Feb. 7, 2013 — The demise of the dinosaurs is the world’s ultimate whodunit. Was it a comet or asteroid impact? Volcanic eruptions? Climate change?In an attempt to resolve the issue, scientists at the Berkeley Geochronology Center (BGC), the University of California, Berkeley, and universities in the Netherlands and the United Kingdom have now determined the most precise dates yet for the dinosaur extinction 66 million years ago and for the well-known impact that occurred around the same time.
The dates are so close, the researchers say, that they now believe the comet or asteroid, if not wholly responsible for the global extinction, at least dealt the dinosaurs their death blow.
“The impact was clearly the final straw that pushed Earth past the tipping point,” said Paul Renne, BGC director and UC Berkeley professor in residence of earth and planetary science. “We have shown that these events are synchronous to within a gnat’s eyebrow, and therefore the impact clearly played a major role in extinctions, but it probably wasn’t just the impact.”
The revised dates clear up lingering confusion over whether the impact actually occurred before or after the extinction, which was characterized by the almost overnight disappearance from the fossil record of land-based dinosaurs and many ocean creatures. The new date for the impact — 66,038,000 years ago — is the same within error limits as the date of the extinction, said Renne, making the events simultaneous.

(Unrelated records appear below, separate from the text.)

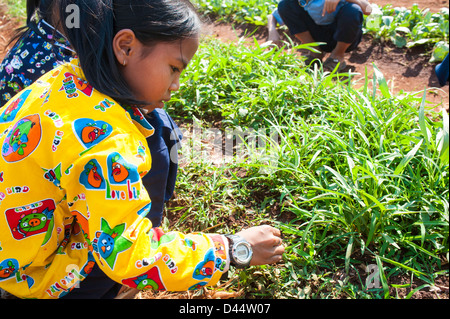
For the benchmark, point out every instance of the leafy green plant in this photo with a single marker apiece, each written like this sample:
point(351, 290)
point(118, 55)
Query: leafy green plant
point(361, 173)
point(410, 27)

He and his colleagues will report their findings in the Feb. 8 issue of the journal Science.
The crater of doom
The extinction of the dinosaurs was first linked to a comet or asteroid impact in 1980 by the late UC Berkeley Nobel Laureate Luis Alvarez and his son, Walter, who is a UC Berkeley professor emeritus of earth and planetary science. A 110-mile-wide crater in the Caribbean off the Yucatan coast of Mexico is thought to be the result of that impact. Called Chicxulub (cheek’-she-loob), the crater is thought to have been excavated by an object six miles across that threw into the atmosphere debris still be found around the globe as glassy spheres or tektites, shocked quartz and a layer of iridium-enriched dust.
Renne’s quest for a more accurate dating of the extinction began three years ago when he noticed that the existing date conflicted with other estimates of the timing of the extinction and that the existing dates for the impact and the extinction did not line up within error margins.
Renne and his BGC colleagues first went to work recalibrating and improving the existing dating method,
known as the argon-argon technique. They then collected volcanic ash from the Hell Creek area in Montana and analyzed them with the recalibrated argon-argon technique to determine the date of the extinction. The formation below the extinction horizon is the source of many dinosaur fossils and one of the best sites to study the change in fossils from before and after the extinction.
They also gathered previously dated tektites from Haiti and analyzed them using the same technique to determine how long ago the impact had occurred. The new extinction and impact dates are precise to within 11,000 years, the researchers said.
“When I got started in the field, the error bars on these events were plus or minus a million years,” said paleontologist William Clemens, a UC Berkeley professor emeritus of integrative biology who has led research in the Hell Creek area for more than 30 years, but was not directly involved in the study. “It’s an exciting time right now, a lot of which we can attribute to the work that Paul and his colleagues are doing in refining the precision of the time scale with which we work. This allows us to integrate what we see from the fossil record with data on climate change and changes in flora and fauna that we see around us today.”